Economia
Faça a coisa certa
Na semana passada foi divulgada a taxa de desemprego relativa a novembro, 5,7%, a menor da série iniciada em 2002. Mesmo ajustando o dado à sazonalidade favorável do período, o desemprego teria caído para pouco mais de 6%, ainda o mínimo histórico. A despeito do crescimento mais lento da produção no terceiro trimestre deste ano, o mercado de trabalho continua a registrar ganhos, o que, dado o alto custo associado à demissão e contratação de trabalhadores no país, sinaliza um setor empresarial bastante otimista acerca da produção futura, disposto a incorrer em tais custos.
Não são apenas as empresas que parecem otimistas. Um dado notável é o aumento da proporção da população em idade ativa engajada no mercado de trabalho, que tem ficado sistematicamente acima da média histórica, impedindo, inclusive, queda ainda mais rápida do desemprego (que, sem este efeito, teria registrado 4,9% no mês passado, ou 5,6% sazonalmente ajustado).
No entanto, não é só o otimismo que leva estas pessoas ao mercado; também o crescimento dos salários conduz à elevação da quantidade ofertada de trabalho. Apesar da aceleração da inflação, o rendimento médio real estimado pelo IBGE aumentou quase 8,5% no ano até novembro, fato que deve ter desempenhado papel importante na ampliação da oferta.
Não há, contudo, indicação que o aumento da produtividade do trabalho no Brasil tenha sido próximo a este valor (considerando que o PIB deverá crescer pouco menos de 8% este ano, um aumento de produtividade de 8,5% requereria queda do emprego no país, fenômeno bem diferente do que acabamos de descrever). Vale dizer, este aumento deve obrigatoriamente ter se transformado em aumento do custo unitário do trabalho.
Obviamente, nos setores sujeitos à competição internacional, a capacidade de repasse desses custos fica limitada pelo desempenho da taxa de câmbio. Não por outro motivo, apesar da demanda forte, a inflação de bens duráveis atingiu meros 0,8% no ano (segundo o IPCA-15).
Por outro lado, onde a competição externa não alcança, o desempenho é muito distinto: a inflação de serviços, não por acaso, registra 7,6% nos últimos 12 meses, mostrando aceleração quase ininterrupta desde o começo do ano.

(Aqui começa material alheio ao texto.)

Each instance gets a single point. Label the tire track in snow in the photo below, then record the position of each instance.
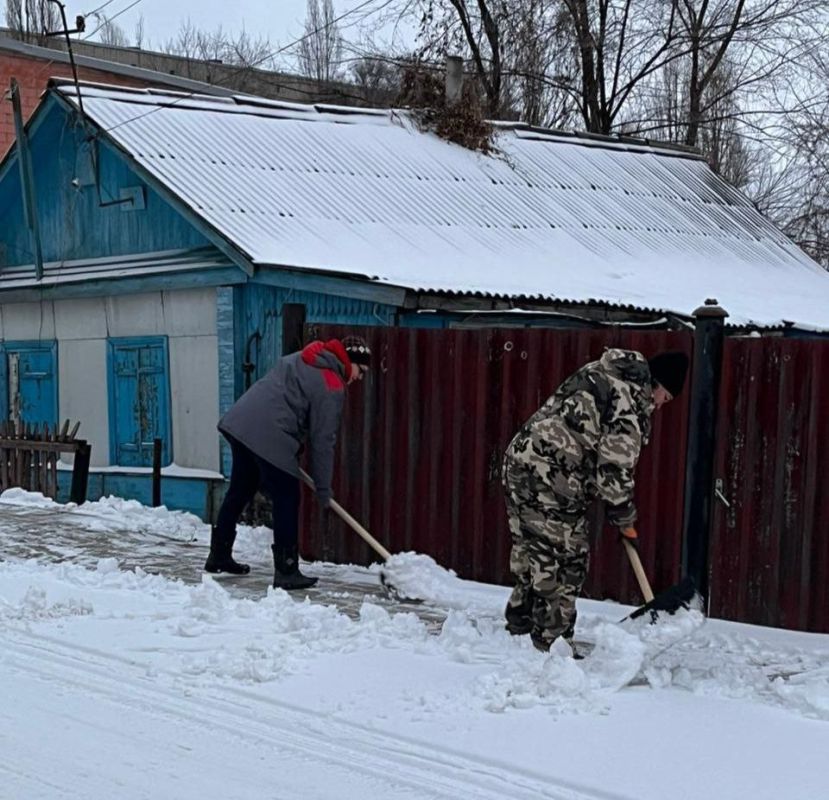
(383, 756)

Não falta, é claro, quem veja neste fenômeno algo da “inflação estrutural” analisada pelo meu colega de coluna Mário Mesquita na quarta passada, contra a qual nada se poderia fazer, o que, segue o argumento, justificaria uma postura relaxada do Banco Central a respeito. Mas isto só seria verdade se: (a) o aumento de salário não estivesse refletindo o aperto do mercado de trabalho; e (b) o aumento do preços dos serviços não estivesse refletindo, por sua vez, a elevação dos preços do seu principal insumo (mão-de-obra). Nenhuma destas condições, porém, encontra amparo na evidência disponível.
A rigor, ademais, uma postura relaxada do Banco Central só tende a ampliar o problema. Em algum grau, as demandas salariais hoje refletem a inflação esperada, pois, durante o período em que os salários estão fixos, é a inflação futura que determinará seu poder de compra. Assim, caso o BC seja percebido como leniente com respeito à inflação, as demandas salariais (e a inflação de serviços) se aceleram imediatamente. A este respeito note-se que as expectativas de inflação têm se descolado bastante da meta, em contraste com o observado no período de 2005 para cá (exceção feita ao ano da crise e da forte desvalorização cambial).
Não cabe, portanto, ao BC cruzar os braços na crença que nada pode fazer para conter a inflação, nem passar ao setor privado a mensagem que a convergência só ocorrerá em prazos muito mais longos, o que justificaria maiores reajustes agora. O próprio BC sugere que ainda há tempo para fazer a inflação voltar à meta em 2011, mas isto não ocorrerá sem que se faça o que deve ser feito.